Cloud infrastructure matters for organizations with real data volumes. Snowflake, Databricks, and the major cloud providers are not going away. Data pipelines and governance remain a human responsibility even as execution gets more automated.

Git and version control remain foundational. AI generates code. Git manages what happens to it. Without it, reproducibility is a promise nobody can keep.

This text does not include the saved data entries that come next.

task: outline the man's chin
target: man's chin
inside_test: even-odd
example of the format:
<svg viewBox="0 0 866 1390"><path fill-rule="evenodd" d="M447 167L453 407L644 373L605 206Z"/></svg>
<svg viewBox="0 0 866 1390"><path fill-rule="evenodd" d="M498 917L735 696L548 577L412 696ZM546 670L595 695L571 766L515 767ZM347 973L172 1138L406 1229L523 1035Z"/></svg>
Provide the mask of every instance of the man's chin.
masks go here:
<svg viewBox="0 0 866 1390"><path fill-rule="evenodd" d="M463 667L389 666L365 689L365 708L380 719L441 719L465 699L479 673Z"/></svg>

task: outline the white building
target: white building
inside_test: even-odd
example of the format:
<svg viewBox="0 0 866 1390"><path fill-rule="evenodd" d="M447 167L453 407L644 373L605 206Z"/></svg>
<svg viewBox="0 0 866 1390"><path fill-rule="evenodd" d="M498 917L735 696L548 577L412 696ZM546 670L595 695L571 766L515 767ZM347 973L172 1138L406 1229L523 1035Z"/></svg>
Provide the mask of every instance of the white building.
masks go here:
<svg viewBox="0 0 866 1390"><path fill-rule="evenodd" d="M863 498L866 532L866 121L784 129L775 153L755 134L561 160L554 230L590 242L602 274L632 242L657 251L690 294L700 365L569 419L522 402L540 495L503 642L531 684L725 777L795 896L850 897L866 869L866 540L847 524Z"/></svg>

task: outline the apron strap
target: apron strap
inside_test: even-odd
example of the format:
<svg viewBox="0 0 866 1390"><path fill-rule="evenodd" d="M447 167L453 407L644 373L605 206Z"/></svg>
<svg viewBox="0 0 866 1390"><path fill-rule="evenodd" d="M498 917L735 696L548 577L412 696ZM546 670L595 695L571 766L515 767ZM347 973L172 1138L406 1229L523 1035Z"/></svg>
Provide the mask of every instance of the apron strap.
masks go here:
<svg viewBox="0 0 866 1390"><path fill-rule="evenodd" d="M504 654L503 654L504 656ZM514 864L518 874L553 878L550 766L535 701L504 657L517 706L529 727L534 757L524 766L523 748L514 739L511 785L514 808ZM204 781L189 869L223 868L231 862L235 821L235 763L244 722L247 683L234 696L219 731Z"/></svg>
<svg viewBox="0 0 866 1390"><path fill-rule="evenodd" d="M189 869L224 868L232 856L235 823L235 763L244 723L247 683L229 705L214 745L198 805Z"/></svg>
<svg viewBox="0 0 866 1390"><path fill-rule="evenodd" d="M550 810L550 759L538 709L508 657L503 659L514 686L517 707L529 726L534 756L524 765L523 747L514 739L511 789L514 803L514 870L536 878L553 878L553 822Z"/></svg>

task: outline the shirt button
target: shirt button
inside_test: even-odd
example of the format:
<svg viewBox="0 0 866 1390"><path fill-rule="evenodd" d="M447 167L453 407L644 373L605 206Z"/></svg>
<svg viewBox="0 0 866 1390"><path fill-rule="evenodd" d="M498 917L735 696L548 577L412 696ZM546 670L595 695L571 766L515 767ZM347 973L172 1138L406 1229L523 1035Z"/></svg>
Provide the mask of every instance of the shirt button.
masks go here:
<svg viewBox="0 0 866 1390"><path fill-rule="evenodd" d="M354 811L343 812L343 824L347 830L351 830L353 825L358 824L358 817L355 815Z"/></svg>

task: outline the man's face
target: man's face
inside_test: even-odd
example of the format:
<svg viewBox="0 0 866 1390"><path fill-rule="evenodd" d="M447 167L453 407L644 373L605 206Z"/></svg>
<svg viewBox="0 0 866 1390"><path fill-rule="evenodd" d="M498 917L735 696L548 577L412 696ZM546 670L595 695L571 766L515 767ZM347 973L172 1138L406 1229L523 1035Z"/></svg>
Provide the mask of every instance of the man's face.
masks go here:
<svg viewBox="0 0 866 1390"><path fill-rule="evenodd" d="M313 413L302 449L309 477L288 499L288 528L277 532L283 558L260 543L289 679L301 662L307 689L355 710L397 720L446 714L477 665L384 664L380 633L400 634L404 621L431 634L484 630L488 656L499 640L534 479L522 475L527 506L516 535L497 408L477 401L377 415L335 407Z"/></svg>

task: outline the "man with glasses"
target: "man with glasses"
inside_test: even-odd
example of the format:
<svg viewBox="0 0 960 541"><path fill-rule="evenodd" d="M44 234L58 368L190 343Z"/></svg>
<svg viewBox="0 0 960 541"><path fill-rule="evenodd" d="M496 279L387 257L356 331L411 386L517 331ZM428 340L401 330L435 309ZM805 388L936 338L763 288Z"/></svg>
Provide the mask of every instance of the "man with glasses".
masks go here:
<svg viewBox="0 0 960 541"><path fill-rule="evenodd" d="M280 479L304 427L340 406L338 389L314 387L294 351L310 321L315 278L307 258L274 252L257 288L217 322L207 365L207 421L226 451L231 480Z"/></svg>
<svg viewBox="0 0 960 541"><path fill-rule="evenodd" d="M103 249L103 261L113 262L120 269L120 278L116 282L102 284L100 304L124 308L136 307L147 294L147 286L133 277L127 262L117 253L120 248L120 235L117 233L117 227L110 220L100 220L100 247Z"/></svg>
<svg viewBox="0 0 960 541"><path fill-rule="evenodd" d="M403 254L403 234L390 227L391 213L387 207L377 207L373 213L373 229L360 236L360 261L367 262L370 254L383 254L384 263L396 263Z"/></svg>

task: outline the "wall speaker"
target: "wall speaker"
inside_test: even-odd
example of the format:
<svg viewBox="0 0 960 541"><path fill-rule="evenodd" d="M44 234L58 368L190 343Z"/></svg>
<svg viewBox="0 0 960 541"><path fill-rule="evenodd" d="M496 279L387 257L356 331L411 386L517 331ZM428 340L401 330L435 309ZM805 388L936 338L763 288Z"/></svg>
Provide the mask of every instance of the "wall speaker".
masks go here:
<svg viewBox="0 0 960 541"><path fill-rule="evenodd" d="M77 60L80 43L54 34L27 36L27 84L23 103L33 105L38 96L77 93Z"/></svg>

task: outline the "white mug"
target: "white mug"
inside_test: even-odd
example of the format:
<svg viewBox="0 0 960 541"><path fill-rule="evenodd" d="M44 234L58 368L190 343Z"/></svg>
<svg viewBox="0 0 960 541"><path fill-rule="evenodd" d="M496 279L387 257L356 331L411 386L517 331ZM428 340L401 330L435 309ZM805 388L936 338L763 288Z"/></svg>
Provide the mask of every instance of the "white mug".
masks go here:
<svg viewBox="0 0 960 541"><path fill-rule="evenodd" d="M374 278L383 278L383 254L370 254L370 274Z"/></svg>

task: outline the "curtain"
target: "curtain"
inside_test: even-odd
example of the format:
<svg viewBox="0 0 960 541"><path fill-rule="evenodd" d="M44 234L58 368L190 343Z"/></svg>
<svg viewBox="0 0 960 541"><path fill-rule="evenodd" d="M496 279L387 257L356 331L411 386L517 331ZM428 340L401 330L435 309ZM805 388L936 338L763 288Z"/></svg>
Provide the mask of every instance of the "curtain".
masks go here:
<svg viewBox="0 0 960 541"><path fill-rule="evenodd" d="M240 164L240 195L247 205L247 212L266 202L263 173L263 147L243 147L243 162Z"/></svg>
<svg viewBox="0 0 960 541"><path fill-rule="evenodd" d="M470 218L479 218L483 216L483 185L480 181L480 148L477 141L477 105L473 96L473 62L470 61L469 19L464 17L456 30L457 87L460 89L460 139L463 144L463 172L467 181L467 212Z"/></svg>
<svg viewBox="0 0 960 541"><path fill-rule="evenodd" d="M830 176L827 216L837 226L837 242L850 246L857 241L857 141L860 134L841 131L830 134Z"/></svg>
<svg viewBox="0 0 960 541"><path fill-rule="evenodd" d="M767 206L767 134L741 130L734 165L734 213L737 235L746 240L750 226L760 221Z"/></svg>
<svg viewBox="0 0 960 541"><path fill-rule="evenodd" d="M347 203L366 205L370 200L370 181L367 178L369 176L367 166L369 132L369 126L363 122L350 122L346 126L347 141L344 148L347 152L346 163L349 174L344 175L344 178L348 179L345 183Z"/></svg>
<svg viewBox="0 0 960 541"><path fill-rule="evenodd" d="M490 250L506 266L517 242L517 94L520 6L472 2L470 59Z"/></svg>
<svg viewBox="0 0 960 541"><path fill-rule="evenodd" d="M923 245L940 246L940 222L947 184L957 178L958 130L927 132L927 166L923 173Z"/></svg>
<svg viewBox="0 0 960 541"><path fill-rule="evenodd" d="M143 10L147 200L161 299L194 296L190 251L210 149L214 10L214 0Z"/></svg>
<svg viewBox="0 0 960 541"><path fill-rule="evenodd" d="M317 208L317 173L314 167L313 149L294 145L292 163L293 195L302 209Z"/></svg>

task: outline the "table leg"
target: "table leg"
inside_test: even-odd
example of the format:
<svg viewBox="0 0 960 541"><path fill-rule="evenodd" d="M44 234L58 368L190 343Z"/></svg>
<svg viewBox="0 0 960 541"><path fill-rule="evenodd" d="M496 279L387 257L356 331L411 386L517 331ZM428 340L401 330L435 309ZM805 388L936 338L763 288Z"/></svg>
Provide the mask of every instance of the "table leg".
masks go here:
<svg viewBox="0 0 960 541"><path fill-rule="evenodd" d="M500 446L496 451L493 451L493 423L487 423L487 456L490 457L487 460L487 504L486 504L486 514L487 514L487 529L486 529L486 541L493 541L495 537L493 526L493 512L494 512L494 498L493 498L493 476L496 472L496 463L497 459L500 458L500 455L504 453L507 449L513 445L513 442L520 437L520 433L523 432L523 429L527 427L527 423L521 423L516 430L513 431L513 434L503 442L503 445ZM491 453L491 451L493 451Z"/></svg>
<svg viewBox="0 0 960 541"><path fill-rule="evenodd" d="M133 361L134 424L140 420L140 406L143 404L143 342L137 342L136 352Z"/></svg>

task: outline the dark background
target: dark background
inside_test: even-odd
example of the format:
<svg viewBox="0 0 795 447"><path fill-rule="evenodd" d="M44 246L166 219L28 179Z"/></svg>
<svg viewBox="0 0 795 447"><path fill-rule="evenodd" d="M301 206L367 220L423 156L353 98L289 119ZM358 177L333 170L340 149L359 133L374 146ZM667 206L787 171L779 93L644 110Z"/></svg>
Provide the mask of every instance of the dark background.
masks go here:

Prompting and LLM fluency is the new entry-level skill on the left side. Not prompt engineering as a formal specialty. But the ability to articulate a problem clearly to an AI tool and evaluate its output with judgment. This is becoming as fundamental as knowing how to write a SQL query.

What organizations will actually invest in going forward is simpler than most platform vendors want to admit: clean data infrastructure, Git discipline, and AI API access. The expensive platforms in the middle are under pressure from exactly this combination.

{ To be fair: this is a directional argument. Platform vendors will adapt. But cost-benefit pressure is real and growing. }

Going Forward: Data Science as Kaizen

Kaizen is a Japanese concept. It means continuous small improvement. Not a big transformation program. Not a moonshot. Small, disciplined, honest steps forward, one problem at a time.

This is what data science should look like in an AI world.

Not chasing the latest model architecture. Not proving technical sophistication. Not adopting the most expensive platform.

Understanding the current state of a real business process. Defining clearly what better looks like. Measuring the change honestly. Improving one thing. Controlling the result. Then the next problem.

The business analytics curriculum that many data scientists dismissed as not rigorous enough contains exactly this thinking. Statistical process control, process capability analysis, structured root cause thinking. Not old-fashioned. Underused.

The data scientists who thrive going forward will not be the ones who mastered the most tools. The tools will keep changing. They always do.

They will be the ones who can sit across from a business head, understand what is genuinely uncertain for that person, and bring the right analysis to reduce that uncertainty. With humility. One domain at a time.

The parallel lines never meet until there is a gentle nudge.

Going forward, that gentle nudge is not a better algorithm. It is a better question.